All season that has been Chambers’ message in its most basic form. While he was dealt an injured Tim Frazier and a roster lacking true Big Ten experience, Chambers hasn’t once coached a game just hoping to keep it close. He is coaching them like he wants to win. Penn State’s win over No. 4 ranked Michigan, the first victory in almost three full months, was as indicative of Chamber’s ability to motivate his team through over a dozen straight losses as it was the players’ ability to win the game.

“I get emails from people,” Chambers said earlier in the year. “”I get tons of emails complimenting us on our play, how hard we play, how well we share the basketball. For losses. And it bothers me. It’s very nice. Look, it’s very nice. Please, keep sending the emails. I’m not saying don’t send them. All I’m saying is, that’s the perception, and that’s where we are, and I’m trying to change that.”

That’s what makes Chambers different.

DeChellis, in his years at Penn State, once famously compared his situation at Penn State to trying to fit 10 pounds of potatoes into a five pound sack. In a lot of ways the perception of Penn State basketball’s “little brother” syndrome to football was also its crutch. Players and staff were interested in success, it was never a matter of not caring, but culturally Penn State basketball would always be fighting from the lowest rung in the conference. “Because that’s the way it has always been” was an unstated obstacle. Chambers’ approach and personality is a direct change from that discourse.

A product of Philadelphia hoops and a Final Four tested coach, Chambers isn’t interested in the status quo. Games scheduled in the state’s basketball hotbeds, an active and ongoing public campaign to engage fans, and things as simple as labeling the outside of the Jordan Center as the basketball facility are all small steps towards changing that “little brother” perception.

While this season hasn’t yielded results, the 2013-14 campaign has some fans already planning trips to Happy Valley to see four Chambers’ recruited freshman play alongside the likes of Tim Frazier, DJ Newbill, Jermaine Marshall and Pitt transfer guard John Johnson. While 2013 was a season of depleted experience and injury, 2014 will see the addition of six new active faces to the core of a more-talented-than-the-record-shows team. Visions of a successful season in Chambers’ third run aren’t unreasonable, and a strong year in 2013-14 could go a long way toward enduring success.

Asked what he tells recruits watching Penn State struggle to win, Chambers is right to about an undeniable point. “Have you seen how we’ve played lately?” Chambers said. “These guys are working hard and playing hard. We just need one yes.”

For Chambers it is only a matter of time. DJ Newbill and John Johnson both found their way to Penn State thanks to the ever positive, hoops savvy approach Chambers has brought to Happy Valley.

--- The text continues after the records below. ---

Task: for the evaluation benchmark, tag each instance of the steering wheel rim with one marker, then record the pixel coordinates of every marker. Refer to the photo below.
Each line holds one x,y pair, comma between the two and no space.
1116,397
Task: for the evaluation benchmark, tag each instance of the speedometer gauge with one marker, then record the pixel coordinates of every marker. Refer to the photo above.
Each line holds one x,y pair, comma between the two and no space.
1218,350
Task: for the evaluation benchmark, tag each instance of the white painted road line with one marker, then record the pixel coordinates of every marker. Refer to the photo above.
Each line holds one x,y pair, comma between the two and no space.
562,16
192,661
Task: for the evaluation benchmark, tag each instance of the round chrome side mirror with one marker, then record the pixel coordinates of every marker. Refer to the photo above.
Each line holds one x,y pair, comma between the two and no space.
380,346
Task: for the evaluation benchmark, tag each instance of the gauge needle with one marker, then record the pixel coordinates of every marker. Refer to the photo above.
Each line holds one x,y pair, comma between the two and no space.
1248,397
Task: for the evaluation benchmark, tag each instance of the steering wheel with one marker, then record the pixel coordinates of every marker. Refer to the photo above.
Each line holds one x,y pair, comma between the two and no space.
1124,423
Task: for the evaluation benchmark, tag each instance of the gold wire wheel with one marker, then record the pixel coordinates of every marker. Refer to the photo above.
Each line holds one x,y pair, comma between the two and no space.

“I was sold to Pat more so than the program. I bought into him and trusted him and the type of guy he was,” Newbill, the once Marquette commit guard said. “Everything he’s told me he was going to do he’s done to this point. He’s coached me as hard as he can, drove me to levels I never thought I’d probably be able to reach. He’s just helped me become a better person. He’s not just building us for basketball. He’s building us for life after basketball.”

Newbill and Johnson aren’t the only ones. 2013 recruits turned down the likes of Wisconsin, Kansas State, Pittsburgh, and Gonzaga to play for Chambers.

For the fans, despite his positive demeanor, Chambers doesn’t mind if they’re upset when they lose. Because he is too.

“I know what you want me to say, ‘That’s great. We hung in with the number four team in the country.” Chambers said following Penn State loss to Michigan on the road. “I’m not saying that, because that’s what’s been said here for the last twenty years. I’m tired of losing. We lost. We lost. I don’t like losing.”

Judging by how he coached through this year, he won’t be losing for much longer.